Grants administered by the Department of Homeland Security (DHS) are also under attack.

  • From FY 2010 to FY 2011, the Law Enforcement Terrorism Prevention Program (LETPP) was cut by 22 percent. The LETPP is the only funding source that is dedicated solely to terrorism prevention and to meeting law enforcement’s unique mission to detect and prevent future terrorist attacks.
  • From FY 2010 to FY 2011, the Urban Area Security Initiative (UASI) was cut by 16 percent. The UASI aids urban areas, some of which carry the highest risk of a terrorist attack, in building an enhanced and sustainable capacity to prevent, protect against, respond to, and recover from acts of terrorism.
  • From FY 2010 to FY 2011, the State Homeland Security Grant Program (SHSGP) was cut by 15 percent. The SHSGP aids states in their homeland security strategies including planning, organization, equipment, training, and exercise needs on the state and local level.

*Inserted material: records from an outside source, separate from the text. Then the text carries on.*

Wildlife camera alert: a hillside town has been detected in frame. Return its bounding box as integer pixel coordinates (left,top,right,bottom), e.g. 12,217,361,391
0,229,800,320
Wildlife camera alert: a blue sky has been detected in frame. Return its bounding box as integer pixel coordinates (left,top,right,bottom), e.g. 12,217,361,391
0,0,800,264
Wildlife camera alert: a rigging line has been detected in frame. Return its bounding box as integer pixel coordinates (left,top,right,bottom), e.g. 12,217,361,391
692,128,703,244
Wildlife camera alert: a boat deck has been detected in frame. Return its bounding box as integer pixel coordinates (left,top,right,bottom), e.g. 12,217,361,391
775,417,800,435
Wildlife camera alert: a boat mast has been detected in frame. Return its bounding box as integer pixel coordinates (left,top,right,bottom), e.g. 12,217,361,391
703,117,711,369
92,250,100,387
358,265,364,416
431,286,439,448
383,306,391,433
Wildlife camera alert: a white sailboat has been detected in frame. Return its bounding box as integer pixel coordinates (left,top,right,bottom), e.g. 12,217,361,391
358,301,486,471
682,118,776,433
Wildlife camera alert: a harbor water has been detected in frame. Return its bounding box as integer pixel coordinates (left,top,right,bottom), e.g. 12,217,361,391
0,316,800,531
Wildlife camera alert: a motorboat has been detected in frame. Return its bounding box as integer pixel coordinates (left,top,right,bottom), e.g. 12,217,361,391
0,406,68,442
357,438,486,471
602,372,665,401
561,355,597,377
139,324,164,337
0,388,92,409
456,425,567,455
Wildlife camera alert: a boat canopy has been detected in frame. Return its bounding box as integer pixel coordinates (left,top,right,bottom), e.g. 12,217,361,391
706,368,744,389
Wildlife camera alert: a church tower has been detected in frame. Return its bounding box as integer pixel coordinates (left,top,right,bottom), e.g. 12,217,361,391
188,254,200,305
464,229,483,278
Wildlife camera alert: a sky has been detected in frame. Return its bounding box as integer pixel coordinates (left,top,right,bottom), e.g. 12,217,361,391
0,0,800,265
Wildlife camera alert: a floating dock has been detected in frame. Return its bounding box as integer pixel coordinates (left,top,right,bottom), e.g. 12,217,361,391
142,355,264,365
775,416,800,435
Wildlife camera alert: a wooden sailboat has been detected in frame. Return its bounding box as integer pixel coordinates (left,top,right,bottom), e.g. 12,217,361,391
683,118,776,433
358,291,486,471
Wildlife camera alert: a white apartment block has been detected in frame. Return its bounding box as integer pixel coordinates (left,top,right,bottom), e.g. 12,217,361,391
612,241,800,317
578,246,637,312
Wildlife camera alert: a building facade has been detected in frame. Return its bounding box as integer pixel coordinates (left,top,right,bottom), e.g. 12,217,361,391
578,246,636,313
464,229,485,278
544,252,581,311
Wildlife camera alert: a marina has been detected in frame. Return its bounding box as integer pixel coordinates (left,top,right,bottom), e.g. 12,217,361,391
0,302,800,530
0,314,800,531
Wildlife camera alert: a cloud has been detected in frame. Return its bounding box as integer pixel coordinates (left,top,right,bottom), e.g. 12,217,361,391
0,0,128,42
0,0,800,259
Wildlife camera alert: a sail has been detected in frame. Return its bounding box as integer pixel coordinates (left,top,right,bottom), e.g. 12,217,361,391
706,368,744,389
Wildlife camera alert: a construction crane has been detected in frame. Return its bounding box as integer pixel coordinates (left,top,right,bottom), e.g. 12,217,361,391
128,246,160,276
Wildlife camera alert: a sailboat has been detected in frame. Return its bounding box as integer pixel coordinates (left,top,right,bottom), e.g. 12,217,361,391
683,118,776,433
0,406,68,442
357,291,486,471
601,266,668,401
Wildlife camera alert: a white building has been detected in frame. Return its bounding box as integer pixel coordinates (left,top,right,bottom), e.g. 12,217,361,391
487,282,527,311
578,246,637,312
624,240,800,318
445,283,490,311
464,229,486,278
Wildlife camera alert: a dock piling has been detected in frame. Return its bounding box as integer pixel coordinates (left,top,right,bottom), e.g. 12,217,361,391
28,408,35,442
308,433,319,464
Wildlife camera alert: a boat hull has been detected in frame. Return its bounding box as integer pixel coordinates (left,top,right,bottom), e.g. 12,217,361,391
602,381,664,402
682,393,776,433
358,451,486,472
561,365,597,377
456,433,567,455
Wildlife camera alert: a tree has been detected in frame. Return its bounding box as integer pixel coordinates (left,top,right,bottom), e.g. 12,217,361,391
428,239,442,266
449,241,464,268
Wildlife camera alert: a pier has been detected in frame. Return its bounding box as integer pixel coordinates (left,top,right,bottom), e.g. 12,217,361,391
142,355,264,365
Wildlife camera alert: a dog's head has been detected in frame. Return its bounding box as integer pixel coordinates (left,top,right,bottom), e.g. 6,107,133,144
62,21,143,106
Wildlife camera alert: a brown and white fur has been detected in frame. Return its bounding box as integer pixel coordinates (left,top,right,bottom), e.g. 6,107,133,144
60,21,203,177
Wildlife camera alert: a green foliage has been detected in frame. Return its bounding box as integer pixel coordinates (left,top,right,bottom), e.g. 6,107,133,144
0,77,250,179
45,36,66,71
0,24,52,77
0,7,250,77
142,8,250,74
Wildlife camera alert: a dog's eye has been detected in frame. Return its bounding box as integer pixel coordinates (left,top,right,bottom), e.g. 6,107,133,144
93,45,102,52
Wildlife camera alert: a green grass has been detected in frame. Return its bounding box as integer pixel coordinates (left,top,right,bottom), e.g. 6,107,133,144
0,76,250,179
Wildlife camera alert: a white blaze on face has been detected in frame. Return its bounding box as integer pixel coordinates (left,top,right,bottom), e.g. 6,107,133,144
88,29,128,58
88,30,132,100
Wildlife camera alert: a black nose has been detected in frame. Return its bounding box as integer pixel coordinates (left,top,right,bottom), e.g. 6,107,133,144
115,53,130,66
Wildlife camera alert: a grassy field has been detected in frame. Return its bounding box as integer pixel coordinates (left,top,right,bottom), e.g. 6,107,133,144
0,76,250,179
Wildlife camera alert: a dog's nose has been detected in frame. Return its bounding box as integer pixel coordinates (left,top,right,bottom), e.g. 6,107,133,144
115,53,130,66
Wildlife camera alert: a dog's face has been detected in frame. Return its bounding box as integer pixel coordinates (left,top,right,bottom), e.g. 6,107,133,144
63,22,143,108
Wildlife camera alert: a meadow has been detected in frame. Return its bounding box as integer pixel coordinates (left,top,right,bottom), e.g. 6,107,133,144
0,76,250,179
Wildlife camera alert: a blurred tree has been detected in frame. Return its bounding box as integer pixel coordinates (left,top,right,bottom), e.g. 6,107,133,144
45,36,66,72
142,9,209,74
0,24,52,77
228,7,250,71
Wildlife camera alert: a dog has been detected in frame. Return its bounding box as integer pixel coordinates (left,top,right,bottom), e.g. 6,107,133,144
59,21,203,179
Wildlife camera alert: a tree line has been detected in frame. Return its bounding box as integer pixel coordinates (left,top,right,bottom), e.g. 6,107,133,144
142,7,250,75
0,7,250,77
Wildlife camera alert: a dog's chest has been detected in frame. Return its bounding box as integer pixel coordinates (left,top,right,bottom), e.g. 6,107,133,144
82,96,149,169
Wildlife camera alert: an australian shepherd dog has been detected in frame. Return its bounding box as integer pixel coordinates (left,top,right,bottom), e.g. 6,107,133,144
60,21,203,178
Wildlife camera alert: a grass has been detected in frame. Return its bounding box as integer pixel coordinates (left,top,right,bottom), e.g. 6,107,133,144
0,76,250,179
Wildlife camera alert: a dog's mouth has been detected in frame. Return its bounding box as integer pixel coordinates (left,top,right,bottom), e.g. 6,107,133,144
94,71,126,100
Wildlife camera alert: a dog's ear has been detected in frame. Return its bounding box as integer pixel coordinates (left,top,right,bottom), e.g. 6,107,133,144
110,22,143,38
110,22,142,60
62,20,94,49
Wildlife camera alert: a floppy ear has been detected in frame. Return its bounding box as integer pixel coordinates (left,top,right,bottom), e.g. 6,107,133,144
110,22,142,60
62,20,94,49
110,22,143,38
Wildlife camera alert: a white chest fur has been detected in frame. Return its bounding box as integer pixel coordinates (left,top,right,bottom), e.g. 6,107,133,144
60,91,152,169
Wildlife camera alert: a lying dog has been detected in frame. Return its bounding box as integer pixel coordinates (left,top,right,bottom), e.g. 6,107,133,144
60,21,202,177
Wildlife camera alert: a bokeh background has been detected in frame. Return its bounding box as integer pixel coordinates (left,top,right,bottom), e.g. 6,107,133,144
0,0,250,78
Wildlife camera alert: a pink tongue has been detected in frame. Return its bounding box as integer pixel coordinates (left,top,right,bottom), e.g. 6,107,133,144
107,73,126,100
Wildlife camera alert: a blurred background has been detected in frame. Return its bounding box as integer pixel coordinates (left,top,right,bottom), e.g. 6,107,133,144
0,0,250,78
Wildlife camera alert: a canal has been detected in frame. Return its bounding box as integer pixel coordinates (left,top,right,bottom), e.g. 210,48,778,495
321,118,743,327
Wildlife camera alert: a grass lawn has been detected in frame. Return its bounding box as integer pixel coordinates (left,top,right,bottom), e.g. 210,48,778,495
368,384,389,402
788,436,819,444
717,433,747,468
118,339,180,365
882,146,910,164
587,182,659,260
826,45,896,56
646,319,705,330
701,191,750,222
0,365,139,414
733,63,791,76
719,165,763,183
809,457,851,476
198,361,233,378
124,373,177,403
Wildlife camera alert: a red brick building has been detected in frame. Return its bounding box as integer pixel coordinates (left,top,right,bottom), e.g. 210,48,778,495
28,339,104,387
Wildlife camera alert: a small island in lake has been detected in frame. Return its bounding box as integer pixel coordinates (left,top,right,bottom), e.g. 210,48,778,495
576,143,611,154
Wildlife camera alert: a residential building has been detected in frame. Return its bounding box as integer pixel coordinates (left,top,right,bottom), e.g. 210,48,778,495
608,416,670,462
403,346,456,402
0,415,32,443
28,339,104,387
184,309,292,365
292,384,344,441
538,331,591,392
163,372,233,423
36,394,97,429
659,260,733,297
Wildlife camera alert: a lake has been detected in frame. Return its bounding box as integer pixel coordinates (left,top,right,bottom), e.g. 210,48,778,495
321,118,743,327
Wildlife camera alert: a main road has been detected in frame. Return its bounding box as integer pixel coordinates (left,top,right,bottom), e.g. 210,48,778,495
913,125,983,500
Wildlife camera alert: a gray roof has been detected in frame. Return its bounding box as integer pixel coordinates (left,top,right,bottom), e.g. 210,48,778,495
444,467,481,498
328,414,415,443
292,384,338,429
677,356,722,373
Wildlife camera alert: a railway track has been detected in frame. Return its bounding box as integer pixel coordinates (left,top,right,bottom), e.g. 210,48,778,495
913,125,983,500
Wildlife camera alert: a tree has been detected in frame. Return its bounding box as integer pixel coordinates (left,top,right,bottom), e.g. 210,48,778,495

Unfortunately, as dramatic as these cuts were, funding for these vital programs was slashed by an additional 32 percent in FY 2012. These cuts have vastly accelerated the steep decline in DHS assistance funding experienced over the past few years.

What all of these cuts make clear is that more than ever, now is the time for us to rise up and speak out against these assaults on the way we do business. The IACP’s fear is that, if things continue down this path, we will be forced to revert to a reactive rather than proactive policing model. We must fight to ensure that we have enough officers on the street, the resources to prevent crime from happening in the first place, and the capabilities to protect the communities we serve. ■


Please cite as:

Walter A. McNeil, "An Assault on the COPS Office," President’s Message, The Police Chief 79 (March 2012): 6.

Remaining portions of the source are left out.